Coluna Vertebral: Dona Norma e o imponderável vizinho da frente

Linha Fina Lorem ipsum dolor sit amet consectetur adipisicing elit. Dolorum ipsa voluptatum enim voluptatem dignissimos.

Publicado em 16 de julho de 2017 às 08:00

- Atualizado há um ano

Começo pelo final. Feliz final. Eu e Dona Norma (D.N), a vizinha da casa em frente, fumamos o cachimbo da paz. [Há um ano, quando passei a morar neste primeiro andar de prédio singelo em Jequié-Bahia, vínhamos nos estranhando.  O ponto de partida de minha cisma com D.N.: certa tarde de sábado, eu cultuava o silêncio como se cultuasse algum deus – e, de fato, o silêncio é algum deus. De repente, trilha sonora em altíssimos decibéis ricocheteou nos meus tímpanos].

Delirei: a voz (voz?) que cantava me remetia à velha geladeira gelomatic de minha infância  que estaria emitindo grunhidos não identificados. Recobrei a razão e captei: a dona da voz (voz?] era cantora sertaneja hoje no topo do mainstream da cafonália geral brasileira.

O ápice de minha ira ocorreu em outra tarde de sábado, quando ouvi de novo a velha geladeira gelomatic de minha infância grunhir.  Fui até a janela e vi que, da janela dela, D.N. estampava cara de êxtase como se ouvisse a Nona de Beethoven. Emputecido, fechei a janela  com estrondo. Ela percebeu e, claro, magoou-se. [Um dia esbarrei-me com Dona Norma na rua Emiti gutural bom dia. Ela me virou a cara, com desprezo].

Há poucos dias, D.N., cabelos pintados de loiro à Medeia, subiu, exasperada, a escada que dá acesso ao meu bunker. Era o exato momento em que abria a porta para descer e colocar o saco de lixo na calçada. Quase dei um troço. Ela, conta de luz na mão, esbravejou-me: - Paguei a conta do sinhô! Cadê a minha conta que o sinhô pagou? [Rebobinei o filme e implorei legendas aos  neurônios. Atarantado, pedi-lhe tempo e lhe prometi: verificaria nos meus papéis guardados de maneira caótica se havia alguma conta de luz paga com o nome de Norma G.M].

Ao sentar em frente a este notebook-doado-cinza-chumbo, fui, aos poucos, decifrando o enigma. Lembrei: 1.  Em março, a minha conta de luz não fora entregue. 2. Dirigira-me então ao escritório local da companhia-de-energia-elétrica e pedi nova via. 3. Negaram-me. 4. Afirmaram que minha conta de luz já havia sido paga. [Como assim?].

Refleti, repensei, e bingo! A companhia-de-energia-elétrica entregara a minha conta de luz na casa de D.N. – e não entregara a ninguém a conta de luz de D.N.

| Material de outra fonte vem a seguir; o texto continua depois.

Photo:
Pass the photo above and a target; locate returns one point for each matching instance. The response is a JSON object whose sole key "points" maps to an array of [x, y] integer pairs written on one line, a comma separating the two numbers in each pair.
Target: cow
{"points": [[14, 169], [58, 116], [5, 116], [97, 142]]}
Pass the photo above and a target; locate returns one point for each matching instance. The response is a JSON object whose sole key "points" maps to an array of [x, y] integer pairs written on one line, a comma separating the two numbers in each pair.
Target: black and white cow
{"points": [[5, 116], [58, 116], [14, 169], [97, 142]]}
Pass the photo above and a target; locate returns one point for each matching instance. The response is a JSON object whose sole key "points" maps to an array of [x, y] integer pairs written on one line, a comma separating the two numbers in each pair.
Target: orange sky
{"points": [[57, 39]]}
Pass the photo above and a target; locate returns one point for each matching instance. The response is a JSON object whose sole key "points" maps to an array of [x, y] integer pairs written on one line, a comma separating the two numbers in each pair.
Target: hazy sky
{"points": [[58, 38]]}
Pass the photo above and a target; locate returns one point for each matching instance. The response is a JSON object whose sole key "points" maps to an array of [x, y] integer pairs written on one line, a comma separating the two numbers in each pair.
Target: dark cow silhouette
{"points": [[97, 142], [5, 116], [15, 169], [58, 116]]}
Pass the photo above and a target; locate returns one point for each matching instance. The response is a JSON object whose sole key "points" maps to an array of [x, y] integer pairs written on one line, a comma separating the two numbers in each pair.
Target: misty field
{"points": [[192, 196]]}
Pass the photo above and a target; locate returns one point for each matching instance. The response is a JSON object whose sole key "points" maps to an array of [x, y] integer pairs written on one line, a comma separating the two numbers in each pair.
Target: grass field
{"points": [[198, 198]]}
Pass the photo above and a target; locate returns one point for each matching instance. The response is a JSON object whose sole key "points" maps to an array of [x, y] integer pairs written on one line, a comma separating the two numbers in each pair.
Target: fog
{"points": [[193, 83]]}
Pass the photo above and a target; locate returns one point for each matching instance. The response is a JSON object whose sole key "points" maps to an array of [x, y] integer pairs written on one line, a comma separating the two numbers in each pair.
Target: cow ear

Voltei ao escritório local da companhia-de-energia-elétrica, expliquei a inusitada ocorrência, pedi nova via da conta de luz do mês de março de D.N.,  e paguei na lotérica. Depois fui à casa da vizinha da frente, e elucidamos o mistério.

Matada a charada, eu e Norma G.M. nos pedimos desculpas, apertamo-nos as mãos – e desde então vivemos em certa harmonia. [Ontem mesmo, terça-feira, 11/7/2017, ao voltar para casa meio atordoado e nauseabundo depois de indigitada cirurgia num dente molar inferior, Norma G.M., sempre na janela, risonha e franca, acenou-me: - Tudo bem querido?].

PS. Talvez até suporte ouvir os grunhidos da cantora sertaneja hoje no topo do mainstream da cafonália geral brasileira. Por que não?